Summary
Congenital anomalies of the kidneys and urinary tract (CAKUT) are among the most common malformations diagnosed prenatally and the leading cause of end-stage kidney disease in children. The pathogenesis of CAKUT is multifactorial; genetic mutations, clinical syndromes, and environmental factors (e.g., in utero exposure to ACE inhibitors) have been implicated in its development. CAKUT is often identified prenatally and confirmed after birth before symptoms develop, though some cases are diagnosed postnatally after symptoms or signs develop. Although many cases are initially asymptomatic, up to 50% of children with end-stage kidney disease have an underlying CAKUT. For this reason, early identification and specialist management (e.g., nephrology and/or urology) are essential to prevent kidney damage.
Etiology
A disturbance in embryonic development due to: [1]
- Genetic mutations (hereditary or sporadic)

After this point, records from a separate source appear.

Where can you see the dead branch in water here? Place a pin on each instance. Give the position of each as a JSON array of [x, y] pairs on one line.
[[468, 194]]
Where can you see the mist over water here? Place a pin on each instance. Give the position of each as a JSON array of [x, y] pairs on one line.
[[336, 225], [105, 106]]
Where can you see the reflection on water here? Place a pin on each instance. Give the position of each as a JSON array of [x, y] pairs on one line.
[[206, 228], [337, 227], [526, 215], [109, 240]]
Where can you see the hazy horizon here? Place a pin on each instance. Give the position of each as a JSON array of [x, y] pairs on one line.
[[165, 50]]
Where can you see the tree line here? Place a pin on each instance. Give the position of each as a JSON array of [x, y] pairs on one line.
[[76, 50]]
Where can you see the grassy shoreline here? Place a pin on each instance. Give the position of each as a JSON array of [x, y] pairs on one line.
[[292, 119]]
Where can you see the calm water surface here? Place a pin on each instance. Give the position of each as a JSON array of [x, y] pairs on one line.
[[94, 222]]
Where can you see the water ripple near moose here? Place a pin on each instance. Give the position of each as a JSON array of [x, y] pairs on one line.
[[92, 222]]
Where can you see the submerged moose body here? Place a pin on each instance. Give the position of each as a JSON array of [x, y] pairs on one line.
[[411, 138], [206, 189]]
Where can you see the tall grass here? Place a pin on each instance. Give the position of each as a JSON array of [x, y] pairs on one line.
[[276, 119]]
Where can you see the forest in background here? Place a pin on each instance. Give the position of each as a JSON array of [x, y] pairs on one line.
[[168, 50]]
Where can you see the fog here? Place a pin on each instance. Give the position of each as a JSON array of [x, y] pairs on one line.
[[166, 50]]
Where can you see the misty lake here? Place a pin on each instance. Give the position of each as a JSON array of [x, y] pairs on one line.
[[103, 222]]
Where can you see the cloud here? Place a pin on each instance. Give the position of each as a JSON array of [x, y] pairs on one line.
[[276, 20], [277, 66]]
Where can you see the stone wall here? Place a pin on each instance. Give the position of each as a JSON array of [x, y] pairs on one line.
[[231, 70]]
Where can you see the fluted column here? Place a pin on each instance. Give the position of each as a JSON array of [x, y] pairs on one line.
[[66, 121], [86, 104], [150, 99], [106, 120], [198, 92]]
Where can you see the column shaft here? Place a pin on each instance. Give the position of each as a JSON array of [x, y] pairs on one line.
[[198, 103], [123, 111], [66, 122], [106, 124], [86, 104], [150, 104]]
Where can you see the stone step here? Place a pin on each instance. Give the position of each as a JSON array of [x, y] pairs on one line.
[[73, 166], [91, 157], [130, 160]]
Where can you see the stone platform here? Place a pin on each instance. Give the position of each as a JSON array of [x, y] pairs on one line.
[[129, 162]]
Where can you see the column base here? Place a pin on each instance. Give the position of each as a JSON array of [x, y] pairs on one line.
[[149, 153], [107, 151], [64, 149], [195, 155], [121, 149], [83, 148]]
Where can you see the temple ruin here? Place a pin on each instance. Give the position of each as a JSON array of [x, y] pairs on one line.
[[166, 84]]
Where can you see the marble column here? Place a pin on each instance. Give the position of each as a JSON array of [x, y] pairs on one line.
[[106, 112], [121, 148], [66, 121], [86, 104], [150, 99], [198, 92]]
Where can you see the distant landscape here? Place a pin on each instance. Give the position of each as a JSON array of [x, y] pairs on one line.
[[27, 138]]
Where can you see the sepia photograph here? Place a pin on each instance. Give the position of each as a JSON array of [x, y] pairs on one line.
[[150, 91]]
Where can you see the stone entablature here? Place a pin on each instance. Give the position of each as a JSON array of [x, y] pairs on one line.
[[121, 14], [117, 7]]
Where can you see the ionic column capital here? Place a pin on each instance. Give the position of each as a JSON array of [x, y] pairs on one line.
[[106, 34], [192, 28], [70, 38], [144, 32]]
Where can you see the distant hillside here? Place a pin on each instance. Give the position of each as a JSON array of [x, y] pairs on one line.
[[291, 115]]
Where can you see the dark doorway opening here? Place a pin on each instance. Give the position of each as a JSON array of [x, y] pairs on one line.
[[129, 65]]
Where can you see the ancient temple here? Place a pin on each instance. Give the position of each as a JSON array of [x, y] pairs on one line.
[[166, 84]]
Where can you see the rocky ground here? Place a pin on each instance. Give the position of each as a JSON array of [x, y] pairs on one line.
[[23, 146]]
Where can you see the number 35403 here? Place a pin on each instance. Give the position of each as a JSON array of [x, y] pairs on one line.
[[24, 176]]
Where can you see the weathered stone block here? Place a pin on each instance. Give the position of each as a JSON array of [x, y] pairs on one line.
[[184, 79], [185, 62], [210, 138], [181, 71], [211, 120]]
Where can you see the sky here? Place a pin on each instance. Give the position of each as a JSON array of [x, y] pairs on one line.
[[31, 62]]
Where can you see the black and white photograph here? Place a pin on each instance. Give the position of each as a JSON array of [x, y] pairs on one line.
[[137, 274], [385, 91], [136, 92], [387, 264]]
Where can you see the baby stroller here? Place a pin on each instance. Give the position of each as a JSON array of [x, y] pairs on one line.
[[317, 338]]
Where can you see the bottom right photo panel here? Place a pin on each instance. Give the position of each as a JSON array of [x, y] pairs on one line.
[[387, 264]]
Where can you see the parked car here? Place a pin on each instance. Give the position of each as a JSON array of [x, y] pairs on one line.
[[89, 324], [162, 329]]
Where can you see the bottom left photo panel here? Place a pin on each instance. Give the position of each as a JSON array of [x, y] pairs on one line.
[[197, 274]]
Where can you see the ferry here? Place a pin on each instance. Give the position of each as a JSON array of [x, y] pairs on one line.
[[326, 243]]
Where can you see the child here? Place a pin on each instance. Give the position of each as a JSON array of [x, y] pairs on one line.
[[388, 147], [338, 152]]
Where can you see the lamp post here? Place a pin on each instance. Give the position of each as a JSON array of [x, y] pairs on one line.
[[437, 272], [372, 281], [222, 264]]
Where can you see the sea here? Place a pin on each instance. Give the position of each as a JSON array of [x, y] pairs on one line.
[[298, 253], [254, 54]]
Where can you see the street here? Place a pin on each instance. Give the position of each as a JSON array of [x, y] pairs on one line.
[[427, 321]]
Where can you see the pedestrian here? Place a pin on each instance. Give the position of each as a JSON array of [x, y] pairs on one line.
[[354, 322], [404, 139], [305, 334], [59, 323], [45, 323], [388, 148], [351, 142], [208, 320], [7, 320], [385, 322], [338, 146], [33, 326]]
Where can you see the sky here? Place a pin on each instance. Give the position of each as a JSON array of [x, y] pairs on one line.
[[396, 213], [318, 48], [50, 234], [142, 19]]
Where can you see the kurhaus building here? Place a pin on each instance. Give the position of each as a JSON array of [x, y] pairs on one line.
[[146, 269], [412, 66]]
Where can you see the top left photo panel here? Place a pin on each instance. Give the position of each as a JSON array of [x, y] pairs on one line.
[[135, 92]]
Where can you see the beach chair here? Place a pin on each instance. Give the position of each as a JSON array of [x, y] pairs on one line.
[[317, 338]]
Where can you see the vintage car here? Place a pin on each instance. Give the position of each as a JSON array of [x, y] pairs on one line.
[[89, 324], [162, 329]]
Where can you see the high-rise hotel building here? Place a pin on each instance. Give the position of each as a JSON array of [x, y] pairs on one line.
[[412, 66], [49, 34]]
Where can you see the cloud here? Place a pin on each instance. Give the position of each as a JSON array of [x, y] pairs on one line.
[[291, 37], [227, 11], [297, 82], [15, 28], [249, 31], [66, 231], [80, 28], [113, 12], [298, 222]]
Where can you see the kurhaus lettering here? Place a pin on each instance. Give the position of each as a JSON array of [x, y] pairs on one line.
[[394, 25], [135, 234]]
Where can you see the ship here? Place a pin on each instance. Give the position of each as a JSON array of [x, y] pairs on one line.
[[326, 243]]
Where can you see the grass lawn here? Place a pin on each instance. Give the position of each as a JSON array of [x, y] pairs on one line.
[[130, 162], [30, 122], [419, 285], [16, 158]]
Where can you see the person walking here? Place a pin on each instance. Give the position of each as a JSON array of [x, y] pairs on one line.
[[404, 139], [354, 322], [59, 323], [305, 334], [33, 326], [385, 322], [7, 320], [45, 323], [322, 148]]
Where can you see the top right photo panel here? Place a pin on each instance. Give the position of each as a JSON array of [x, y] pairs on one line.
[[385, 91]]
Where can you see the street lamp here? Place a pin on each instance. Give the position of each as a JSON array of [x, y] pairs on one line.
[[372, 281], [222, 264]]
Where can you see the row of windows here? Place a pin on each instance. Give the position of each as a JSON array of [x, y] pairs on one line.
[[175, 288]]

- Clinical syndromes, e.g.,
- Environmental factors (e.g., in utero exposure to ACE inhibitors or angiotensin II receptor blockers)
Classification
CAKUT conditions are often classified by the affected anatomic level of the urinary tract and include the following.
Kidney anomalies [2][3]
Abnormalities in kidney development, size, number, position, or fusion, e.g.:
- Renal dysgenesis: renal hypoplasia, renal dysplasia, renal aplasia, renal agenesis
- Congenital solitary kidney
- Horseshoe kidney
- Ectopic kidney, including crossed renal ectopia
- Renal malrotation
Urinary tract anomalies [2][3][4][5]
Abnormalities of the renal collecting system, ureters, bladder, or urethra, e.g.:
- Duplex collecting system
- Ectopic ureter
- Primary megaureter
- Ureterocele
- Ureteral stenosis
- Ureteropelvic junction obstruction
- Vesicoureteral reflux (VUR)
- Bladder abnormalities
- Posterior urethral valves
Anomalies of kidney number, size, and development
Renal dysgenesis
- Renal hypoplasia: underdevelopment of the kidney characterized by a reduced number of nephrons
-
Renal dysplasia: abnormal development of the kidney that results in a nonfunctional kidney with abnormal features (e.g., cysts, increased amount of connective tissue)
- Pathophysiology: Ureteric bud does not properly stimulate differentiation of metanephric blastema → disorganized nephrons, reduced number of nephrons, and abnormal cells
- Unilateral dysplasia is usually asymptomatic.
- Bilateral dysplasia leads to early renal insufficiency and Potter sequence if present in utero
- Examples: multicystic dysplastic kidneys, obstructive cystic dysplasia
- Associated with anomalies of the collecting system that predispose to UTI
- Renal aplasia: kidney with only rudimentary renal parenchyma present with no residual function
-
Renal agenesis: the absence of the kidney and the ureter
- ♂ > ♀
- Pathophysiology: ureteric bud does not develop → complete lack of stimulating signals for differentiation of metanephric blastema → kidney fails to develop.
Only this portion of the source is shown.